Nunes, who did not respond to a request for comment, hasn’t ignored California’s water issues. But his solutions, according to water experts, aren’t exactly viable. According to the incumbent congressman, who is also a climate change denier, the key problem facing California farmers is “extreme environmentalists” who have tried to depopulate the land by depriving residents of water with “relentless determination.”

Nunes claims that California has plenty of water, but that too much of it “is simply flushed into the ocean” — an inaccurate argument often echoed by Trump. He has said California’s water problems could easily be fixed by diverting water from the north and storing it in dams. He has also called for loosening environmental regulations that restrict water diversion from the Sacramento-San Joaquin River Delta to protect endangered fish.

These arguments are “bogus,” said Matt Weiser, the managing editor at Water Deeply, a news site covering water issues in the West. If water were blocked from flowing into the ocean, farmers in the delta area would be faced with excessive salinity in the water, which would create “billions of dollars in water quality issues,” Weiser said. And rolling back wildlife protections would only worsen the problem, he said, as killing off fish in the delta would lead to toxic algae blooms in the water.

In addition to water quality issues, there aren’t a lot of economically viable places to put dams anymore, Weiser continued. One of the water storage projects Nunes has championed, the Temperance Flat Dam, was denied funding earlier this year, after a commission determined the reservoir would not provide enough public benefit to justify the investment.

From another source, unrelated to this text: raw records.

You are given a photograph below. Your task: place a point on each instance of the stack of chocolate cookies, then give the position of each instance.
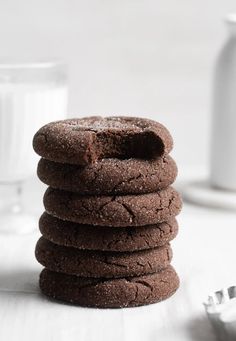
(110, 211)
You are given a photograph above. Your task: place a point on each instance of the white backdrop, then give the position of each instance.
(147, 57)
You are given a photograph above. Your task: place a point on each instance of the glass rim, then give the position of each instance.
(31, 64)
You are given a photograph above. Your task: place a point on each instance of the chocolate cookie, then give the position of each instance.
(110, 176)
(126, 210)
(112, 293)
(86, 140)
(102, 238)
(101, 263)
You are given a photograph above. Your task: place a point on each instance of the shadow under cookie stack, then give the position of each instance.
(109, 211)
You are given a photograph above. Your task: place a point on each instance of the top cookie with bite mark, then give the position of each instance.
(83, 141)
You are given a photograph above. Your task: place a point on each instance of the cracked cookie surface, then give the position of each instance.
(120, 210)
(105, 264)
(110, 176)
(112, 293)
(104, 238)
(86, 140)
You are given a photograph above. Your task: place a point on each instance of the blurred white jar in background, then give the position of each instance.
(31, 95)
(223, 147)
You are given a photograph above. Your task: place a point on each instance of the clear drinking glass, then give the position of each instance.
(31, 95)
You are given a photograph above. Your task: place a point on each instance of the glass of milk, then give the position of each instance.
(31, 95)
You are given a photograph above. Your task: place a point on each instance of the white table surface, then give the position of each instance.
(204, 256)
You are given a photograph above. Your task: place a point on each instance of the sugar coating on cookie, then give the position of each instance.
(112, 293)
(86, 140)
(104, 264)
(120, 210)
(110, 176)
(104, 238)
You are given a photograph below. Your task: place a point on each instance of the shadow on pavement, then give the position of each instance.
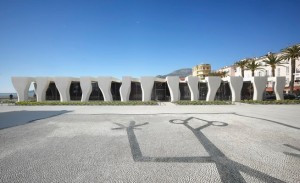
(16, 118)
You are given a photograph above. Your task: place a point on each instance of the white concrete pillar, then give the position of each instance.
(192, 82)
(63, 86)
(125, 88)
(104, 83)
(42, 84)
(147, 86)
(86, 88)
(21, 85)
(259, 86)
(213, 83)
(279, 87)
(235, 84)
(173, 84)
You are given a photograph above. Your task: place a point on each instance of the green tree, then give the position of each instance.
(251, 65)
(242, 64)
(273, 61)
(292, 53)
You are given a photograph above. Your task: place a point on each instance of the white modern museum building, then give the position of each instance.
(172, 88)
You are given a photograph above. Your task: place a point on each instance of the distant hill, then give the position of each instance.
(181, 73)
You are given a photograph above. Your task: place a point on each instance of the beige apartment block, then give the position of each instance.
(201, 70)
(284, 69)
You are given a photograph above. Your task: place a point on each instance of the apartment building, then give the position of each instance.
(201, 70)
(284, 69)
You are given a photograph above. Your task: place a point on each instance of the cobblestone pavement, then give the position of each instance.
(238, 143)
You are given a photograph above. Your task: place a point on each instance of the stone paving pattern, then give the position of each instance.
(238, 143)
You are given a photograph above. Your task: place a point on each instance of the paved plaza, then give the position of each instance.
(237, 143)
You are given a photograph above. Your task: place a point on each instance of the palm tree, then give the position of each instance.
(251, 65)
(292, 53)
(242, 64)
(273, 61)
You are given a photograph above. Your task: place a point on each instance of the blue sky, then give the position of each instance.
(137, 38)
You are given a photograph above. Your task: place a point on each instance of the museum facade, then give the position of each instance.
(172, 88)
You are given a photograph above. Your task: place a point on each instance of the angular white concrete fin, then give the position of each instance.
(125, 88)
(173, 84)
(259, 86)
(42, 84)
(104, 83)
(213, 83)
(235, 84)
(192, 82)
(147, 86)
(22, 84)
(86, 88)
(279, 87)
(63, 86)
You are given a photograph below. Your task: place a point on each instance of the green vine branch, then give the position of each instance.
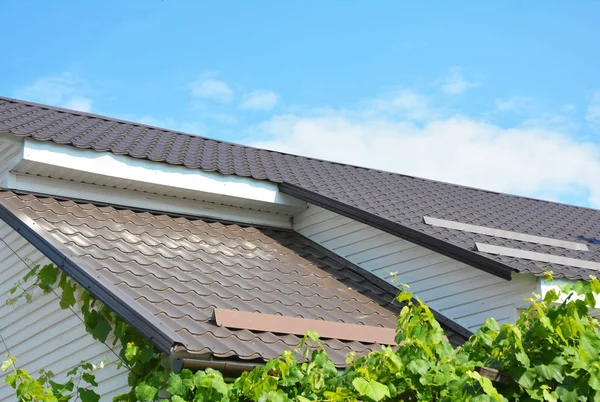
(140, 357)
(550, 354)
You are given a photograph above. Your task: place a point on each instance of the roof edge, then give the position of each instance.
(148, 329)
(458, 253)
(385, 286)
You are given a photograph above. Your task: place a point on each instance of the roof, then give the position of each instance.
(392, 202)
(166, 275)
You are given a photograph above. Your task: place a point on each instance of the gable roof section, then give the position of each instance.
(392, 202)
(169, 274)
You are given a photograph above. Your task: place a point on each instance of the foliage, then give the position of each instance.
(550, 354)
(138, 354)
(45, 389)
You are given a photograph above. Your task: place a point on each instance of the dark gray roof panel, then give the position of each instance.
(399, 200)
(177, 271)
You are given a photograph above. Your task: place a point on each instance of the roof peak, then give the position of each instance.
(167, 130)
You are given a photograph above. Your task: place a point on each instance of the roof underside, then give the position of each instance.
(398, 202)
(177, 271)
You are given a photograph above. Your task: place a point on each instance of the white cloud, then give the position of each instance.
(405, 103)
(593, 112)
(531, 161)
(79, 103)
(259, 100)
(455, 83)
(209, 87)
(63, 90)
(515, 103)
(188, 127)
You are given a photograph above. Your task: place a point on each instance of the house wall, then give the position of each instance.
(42, 335)
(459, 291)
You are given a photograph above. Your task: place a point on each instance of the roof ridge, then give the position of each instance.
(190, 135)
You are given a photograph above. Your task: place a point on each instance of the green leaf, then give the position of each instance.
(147, 354)
(88, 395)
(101, 327)
(566, 395)
(372, 389)
(131, 351)
(5, 365)
(523, 358)
(175, 385)
(418, 366)
(527, 379)
(68, 295)
(550, 372)
(89, 378)
(48, 274)
(145, 392)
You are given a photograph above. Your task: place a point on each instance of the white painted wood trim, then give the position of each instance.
(505, 234)
(141, 200)
(535, 256)
(461, 292)
(545, 286)
(160, 174)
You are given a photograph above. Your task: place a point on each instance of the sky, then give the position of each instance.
(500, 95)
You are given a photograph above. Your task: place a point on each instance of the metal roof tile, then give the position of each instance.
(179, 270)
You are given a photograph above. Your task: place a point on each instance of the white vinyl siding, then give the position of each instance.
(42, 335)
(462, 293)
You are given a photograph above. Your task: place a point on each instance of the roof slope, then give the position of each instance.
(392, 202)
(176, 271)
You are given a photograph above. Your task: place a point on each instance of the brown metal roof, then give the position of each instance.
(173, 272)
(392, 202)
(299, 326)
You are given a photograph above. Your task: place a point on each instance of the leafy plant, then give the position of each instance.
(550, 354)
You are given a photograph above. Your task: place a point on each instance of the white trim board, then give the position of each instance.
(505, 234)
(106, 164)
(535, 256)
(141, 200)
(545, 286)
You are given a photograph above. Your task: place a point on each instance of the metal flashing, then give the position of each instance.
(505, 234)
(535, 256)
(253, 321)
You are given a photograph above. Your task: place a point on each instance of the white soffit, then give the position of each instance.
(122, 167)
(545, 286)
(139, 200)
(535, 256)
(505, 234)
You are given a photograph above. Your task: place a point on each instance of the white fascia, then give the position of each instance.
(161, 174)
(145, 201)
(545, 286)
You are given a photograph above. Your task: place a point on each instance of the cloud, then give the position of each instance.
(592, 115)
(404, 103)
(188, 127)
(514, 103)
(259, 100)
(63, 90)
(455, 83)
(208, 87)
(530, 161)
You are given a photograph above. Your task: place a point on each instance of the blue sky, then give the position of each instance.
(500, 95)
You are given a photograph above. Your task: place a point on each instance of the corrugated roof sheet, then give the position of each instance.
(398, 199)
(180, 269)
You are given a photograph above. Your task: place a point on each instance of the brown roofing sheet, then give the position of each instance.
(398, 199)
(299, 326)
(179, 270)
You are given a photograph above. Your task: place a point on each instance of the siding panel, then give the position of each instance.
(42, 335)
(459, 291)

A recent poll by Strategies 360 in California’s 22nd, showed Janz just six points behind Nunes — compared to 12 points in July. Most political pollsters are predicting a Nunes victory, but to some extent, Janz’s strategy has already proven effective. This year’s race marks the first time Nunes has faced a real fight to keep his seat.

After 16 years of Nunes with little progress on water issues in the district, Janz says, he’s imploring voters: Why not try something new?